The board will not intervene in peaceful protests or walkouts, the letter stated. “Given we have no evidence of staff involvement or that the students leading the walkouts and other actions are acting in ways that are not aligned with their own sincerely held beliefs, we will not interfere with students wearing Palestinian flag colours, displaying flags on their person or wearing a keffiyeh. The OCDSB values representation and is committed to ensuring that classrooms are places where all students are comfortable with their identities known and acknowledged.”

Meanwhile, a training session for Ottawa school board staff by Irwin Cotler, Canada’s Special Envoy on Preserving Holocaust Remembrance and Combatting Antisemitism, was abruptly postponed by the board this week, with little explanation, Freedman said.

In an email to The CJN, the OCDSB said it had organized two professional staff development events in recent months, hosted by the Centre for Holocaust Education and Scholarship on the topic of antisemitism. “While the third session was postponed, we will continue to work with partners to arrange future learning sessions,” the email stated.

The school board confirmed that there was “at least one student demonstration,” on May 20 and that some students at schools wore keffiyehs or carried the Palestinian flag.

“If any student feels uncomfortable with these demonstrations, we encourage them to speak to a trusted adult at the school so that they can work with them to ensure their needs are addressed,” the email said.

The board has also initiated Google Hangouts for Jewish students as part of Jewish Heritage Month: “These weekly sessions have served as an opportunity for students to connect, discuss and support one and other across our school district.”

The OCDSB was recently found at fault in an Ontario Human Rights case involving a student who was not Jewish, but who suffered antisemitic insults and abuse from a fellow student.

In the case, which dated back to 2015, student David Armitage was assaulted and the family car was defaced with antisemitic graffiti.
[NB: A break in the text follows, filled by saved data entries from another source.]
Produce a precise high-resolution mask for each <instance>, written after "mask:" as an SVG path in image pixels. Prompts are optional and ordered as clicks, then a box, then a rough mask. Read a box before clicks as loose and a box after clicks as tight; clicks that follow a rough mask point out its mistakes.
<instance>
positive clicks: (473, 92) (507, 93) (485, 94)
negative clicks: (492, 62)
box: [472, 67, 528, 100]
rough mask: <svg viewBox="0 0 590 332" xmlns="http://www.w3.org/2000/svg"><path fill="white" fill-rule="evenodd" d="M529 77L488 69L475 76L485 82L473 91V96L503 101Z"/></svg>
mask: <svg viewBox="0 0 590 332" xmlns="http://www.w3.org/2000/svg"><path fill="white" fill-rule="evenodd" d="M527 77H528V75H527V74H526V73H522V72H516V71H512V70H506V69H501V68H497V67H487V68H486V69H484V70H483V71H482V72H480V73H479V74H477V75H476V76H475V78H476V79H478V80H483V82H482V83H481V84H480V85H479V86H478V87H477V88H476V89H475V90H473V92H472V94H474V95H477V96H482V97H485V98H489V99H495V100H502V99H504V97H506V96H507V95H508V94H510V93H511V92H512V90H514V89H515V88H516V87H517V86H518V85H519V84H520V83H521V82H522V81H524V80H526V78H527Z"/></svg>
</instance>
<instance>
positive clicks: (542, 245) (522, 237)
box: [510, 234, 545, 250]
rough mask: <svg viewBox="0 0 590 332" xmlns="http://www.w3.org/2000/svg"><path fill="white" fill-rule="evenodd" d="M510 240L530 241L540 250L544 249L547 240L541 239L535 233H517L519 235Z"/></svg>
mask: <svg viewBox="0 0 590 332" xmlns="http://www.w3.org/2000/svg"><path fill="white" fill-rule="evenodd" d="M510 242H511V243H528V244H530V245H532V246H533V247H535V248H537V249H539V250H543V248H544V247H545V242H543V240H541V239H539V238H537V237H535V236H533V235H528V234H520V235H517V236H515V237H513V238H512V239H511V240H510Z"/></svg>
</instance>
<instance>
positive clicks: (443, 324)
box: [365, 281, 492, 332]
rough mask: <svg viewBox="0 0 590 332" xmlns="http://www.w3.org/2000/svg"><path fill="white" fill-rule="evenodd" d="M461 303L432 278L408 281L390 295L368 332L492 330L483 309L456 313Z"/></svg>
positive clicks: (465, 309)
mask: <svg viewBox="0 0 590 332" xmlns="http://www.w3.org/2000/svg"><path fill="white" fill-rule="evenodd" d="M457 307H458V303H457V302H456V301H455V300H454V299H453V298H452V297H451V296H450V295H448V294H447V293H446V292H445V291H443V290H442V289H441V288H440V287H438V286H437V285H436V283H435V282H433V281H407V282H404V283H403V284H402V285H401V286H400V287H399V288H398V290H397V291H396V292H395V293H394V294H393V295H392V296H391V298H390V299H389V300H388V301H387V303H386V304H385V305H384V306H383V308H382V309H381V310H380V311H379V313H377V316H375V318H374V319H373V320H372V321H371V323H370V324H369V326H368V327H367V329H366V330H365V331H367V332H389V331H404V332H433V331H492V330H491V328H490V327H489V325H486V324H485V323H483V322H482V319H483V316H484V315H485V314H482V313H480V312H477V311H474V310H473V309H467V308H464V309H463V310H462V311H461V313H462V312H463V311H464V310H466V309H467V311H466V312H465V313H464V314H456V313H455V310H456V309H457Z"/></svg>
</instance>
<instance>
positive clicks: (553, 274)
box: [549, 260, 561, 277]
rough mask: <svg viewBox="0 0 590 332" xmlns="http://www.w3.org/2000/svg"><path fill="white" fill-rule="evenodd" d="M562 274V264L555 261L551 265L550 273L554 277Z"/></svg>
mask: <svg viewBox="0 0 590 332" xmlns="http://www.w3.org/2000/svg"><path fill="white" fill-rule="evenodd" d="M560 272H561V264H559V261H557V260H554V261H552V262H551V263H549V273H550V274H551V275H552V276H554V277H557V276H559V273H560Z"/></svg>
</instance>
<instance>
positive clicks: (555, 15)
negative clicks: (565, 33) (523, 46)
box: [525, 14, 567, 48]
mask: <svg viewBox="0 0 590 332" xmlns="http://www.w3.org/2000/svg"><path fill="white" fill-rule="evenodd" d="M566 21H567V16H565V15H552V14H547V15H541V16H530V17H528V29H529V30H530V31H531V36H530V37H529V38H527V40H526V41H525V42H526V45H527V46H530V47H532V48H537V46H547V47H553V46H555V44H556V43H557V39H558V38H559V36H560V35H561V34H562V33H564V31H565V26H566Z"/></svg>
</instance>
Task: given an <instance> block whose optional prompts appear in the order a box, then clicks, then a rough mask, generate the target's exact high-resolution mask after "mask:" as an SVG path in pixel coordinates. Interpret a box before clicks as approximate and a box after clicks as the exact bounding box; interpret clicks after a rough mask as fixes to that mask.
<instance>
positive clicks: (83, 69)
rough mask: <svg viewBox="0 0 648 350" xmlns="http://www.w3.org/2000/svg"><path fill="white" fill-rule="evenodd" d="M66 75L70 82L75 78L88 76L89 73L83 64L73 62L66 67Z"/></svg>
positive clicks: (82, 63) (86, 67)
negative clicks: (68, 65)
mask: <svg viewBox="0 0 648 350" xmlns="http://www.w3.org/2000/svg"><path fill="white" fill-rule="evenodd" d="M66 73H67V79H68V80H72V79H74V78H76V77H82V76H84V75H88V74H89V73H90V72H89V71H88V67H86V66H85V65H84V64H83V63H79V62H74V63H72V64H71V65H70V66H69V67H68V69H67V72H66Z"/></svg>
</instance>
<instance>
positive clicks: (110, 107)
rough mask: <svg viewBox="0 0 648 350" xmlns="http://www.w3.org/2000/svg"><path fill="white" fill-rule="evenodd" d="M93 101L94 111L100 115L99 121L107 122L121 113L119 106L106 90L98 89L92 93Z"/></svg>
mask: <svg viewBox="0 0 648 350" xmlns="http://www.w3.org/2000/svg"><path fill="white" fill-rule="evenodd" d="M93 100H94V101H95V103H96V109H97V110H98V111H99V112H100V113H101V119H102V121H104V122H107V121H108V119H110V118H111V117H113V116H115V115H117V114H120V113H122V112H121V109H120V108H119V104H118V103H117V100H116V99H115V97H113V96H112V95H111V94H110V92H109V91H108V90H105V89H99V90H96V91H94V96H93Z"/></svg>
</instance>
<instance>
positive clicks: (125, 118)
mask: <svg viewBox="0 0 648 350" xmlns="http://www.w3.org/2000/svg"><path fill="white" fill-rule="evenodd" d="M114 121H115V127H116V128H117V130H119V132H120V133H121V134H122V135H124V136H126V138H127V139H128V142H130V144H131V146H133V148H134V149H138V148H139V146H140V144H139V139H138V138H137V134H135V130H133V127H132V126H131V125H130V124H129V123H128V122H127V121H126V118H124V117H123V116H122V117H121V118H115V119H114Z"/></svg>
The school board suspended the student who was responsible. Because he was a youth at the time, he is referred to only as AB in the complaint.

Two months after the incidents, the school permitted the student to re-enroll in school, although Armitage had repeatedly said he did not feel safe with the other student in attendance. Armitage ended up completing Grade 12 online at home, because of his fears.

“The failure to assess the impact of AB’s return on the applicant created a barrier to the applicant accessing a meaningful part of his educational experience,” Adjudicator Leslie Reaume wrote in a decision released by the Ontario Human Rights Tribunal on Feb. 28.

The Armitage case illustrates the issues Jewish students face, even though David Armitage wasn’t Jewish, Freedman said.

“In this case, they (the school board) claimed it wasn’t antisemitism because he wasn’t Jewish. They claim it’s not antisemitism because it’s about Israel. Jews are the only group that isn’t allowed to identify what hate feels like based on their lived experience,” she said.

Freedman says the Ottawa Federation gets “repeated complaints and concerns from parents and in most cases… extreme dissatisfaction with the (school board’s) actions to protect their students’ safety.”

“It used to be that we said that our university students were on the frontline and they still are,” Freedman said. “Unfortunately, so too are our high school students at an even more tender age.”